Apollo XII Mission - Page 7 of 8
Early on the morning of November 24, Apollo 12 splashed down some 600 kilometers (375 miles) east of Pago Pago, 3.5 kilometers (2 miles) from the recovery ship U.S.S. Hornet. The concern over the parachute pyrotechnics being damaged by the lightning strike was unfounded. The landing was rough, however. Apparently Yankee Clipper hit a rising wave as it swung on its parachutes hard enough to dislodge a 16-mm movie camera from its bracket and slam it into Alan Bean's forehead, momentarily stunning him and opening a 1-inch (2.5-centimeter) cut, which Conrad bandaged.

The recovery swimmers soon arrived, tossed respirators and coveralls - replacing the biological isolation garments that the Apollo 11 crew had found so objectionable - into the command module, then assisted the astronauts into the raft.

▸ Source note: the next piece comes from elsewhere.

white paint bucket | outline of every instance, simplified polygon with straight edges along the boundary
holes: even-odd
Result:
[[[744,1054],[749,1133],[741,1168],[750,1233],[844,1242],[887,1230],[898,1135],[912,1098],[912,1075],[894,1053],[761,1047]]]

The astronauts had a four-day trip aboard ship to Hawaii, then a nine-hour flight to Houston. On the morning of November 29, Conrad, Bean, and Gordon entered the Lunar Receiving Laboratory for their 11-day stay in quarantine.

Apollo 12 was a complete success on many fronts. The procedural changes incorporated to improve landing accuracy had allowed Conrad to put Intrepid down within sight of Surveyor III, exactly as intended. Now astronauts could go places the scientists wanted them to. Lunar exploration had been easy for both Conrad and Bean. They had oxygen to spare when they returned with nearly 75 pounds (34 kilograms) of samples from the surface of Oceanus Procellarum. The surface experiments they had set up were returning streams of data, and scientists agreed the astronauts had done a remarkable job.